Search code examples
rk-means

Simple approach to assigning clusters for new data after k-means clustering


I'm running k-means clustering on a data frame df1, and I'm looking for a simple approach to computing the closest cluster center for each observation in a new data frame df2 (with the same variable names). Think of df1 as the training set and df2 on the testing set; I want to cluster on the training set and assign each test point to the correct cluster.

I know how to do this with the apply function and a few simple user-defined functions (previous posts on the topic have usually proposed something similar):

df1 <- data.frame(x=runif(100), y=runif(100))
df2 <- data.frame(x=runif(100), y=runif(100))
km <- kmeans(df1, centers=3)
closest.cluster <- function(x) {
  cluster.dist <- apply(km$centers, 1, function(y) sqrt(sum((x-y)^2)))
  return(which.min(cluster.dist)[1])
}
clusters2 <- apply(df2, 1, closest.cluster)

However, I'm preparing this clustering example for a course in which students will be unfamiliar with the apply function, so I would much prefer if I could assign the clusters to df2 with a built-in function.
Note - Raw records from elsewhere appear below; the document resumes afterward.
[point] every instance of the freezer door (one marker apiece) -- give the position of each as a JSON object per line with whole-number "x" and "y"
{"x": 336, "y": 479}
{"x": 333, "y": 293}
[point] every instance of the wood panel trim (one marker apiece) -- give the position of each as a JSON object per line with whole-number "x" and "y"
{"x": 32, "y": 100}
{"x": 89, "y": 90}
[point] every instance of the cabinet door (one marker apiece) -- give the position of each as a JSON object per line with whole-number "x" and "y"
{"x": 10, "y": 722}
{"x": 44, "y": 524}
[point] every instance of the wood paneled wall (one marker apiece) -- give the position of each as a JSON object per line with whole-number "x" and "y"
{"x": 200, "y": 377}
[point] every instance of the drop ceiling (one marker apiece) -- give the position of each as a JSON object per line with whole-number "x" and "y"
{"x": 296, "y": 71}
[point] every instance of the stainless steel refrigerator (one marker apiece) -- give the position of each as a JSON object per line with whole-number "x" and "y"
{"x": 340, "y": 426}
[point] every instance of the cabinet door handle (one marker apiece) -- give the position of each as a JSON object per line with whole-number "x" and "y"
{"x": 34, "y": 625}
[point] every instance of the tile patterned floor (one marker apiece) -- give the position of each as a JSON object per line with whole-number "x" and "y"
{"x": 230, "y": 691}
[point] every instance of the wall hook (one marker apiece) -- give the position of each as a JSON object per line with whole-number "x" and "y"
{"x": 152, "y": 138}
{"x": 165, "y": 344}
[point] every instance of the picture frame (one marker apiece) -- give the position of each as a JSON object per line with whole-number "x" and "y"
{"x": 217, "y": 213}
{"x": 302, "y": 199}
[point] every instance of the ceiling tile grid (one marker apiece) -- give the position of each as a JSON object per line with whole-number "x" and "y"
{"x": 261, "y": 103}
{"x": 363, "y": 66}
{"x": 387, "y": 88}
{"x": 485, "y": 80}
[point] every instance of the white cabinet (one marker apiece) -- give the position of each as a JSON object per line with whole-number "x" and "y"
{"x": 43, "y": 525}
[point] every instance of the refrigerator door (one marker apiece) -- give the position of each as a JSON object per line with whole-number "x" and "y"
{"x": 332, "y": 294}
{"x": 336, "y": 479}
Are there any convenient built-in functions to find the closest cluster?


Solution

  • You could use the flexclust package, which has an implemented predict method for k-means:

    library("flexclust")
    data("Nclus")
    
    set.seed(1)
    dat <- as.data.frame(Nclus)
    ind <- sample(nrow(dat), 50)
    
    dat[["train"]] <- TRUE
    dat[["train"]][ind] <- FALSE
    
    cl1 = kcca(dat[dat[["train"]]==TRUE, 1:2], k=4, kccaFamily("kmeans"))
    cl1    
    #
    # call:
    # kcca(x = dat[dat[["train"]] == TRUE, 1:2], k = 4)
    #
    # cluster sizes:
    #
    #  1   2   3   4 
    #130 181  98  91 
    
    pred_train <- predict(cl1)
    pred_test <- predict(cl1, newdata=dat[dat[["train"]]==FALSE, 1:2])
    
    image(cl1)
    points(dat[dat[["train"]]==TRUE, 1:2], col=pred_train, pch=19, cex=0.3)
    points(dat[dat[["train"]]==FALSE, 1:2], col=pred_test, pch=22, bg="orange")
    

    flexclust plot

    There are also conversion methods to convert the results from cluster functions like stats::kmeans or cluster::pam to objects of class kcca and vice versa:

    as.kcca(cl, data=x)
    # kcca object of family ‘kmeans’ 
    #
    # call:
    # as.kcca(object = cl, data = x)
    #
    # cluster sizes:
    #
    #  1  2 
    #  50 50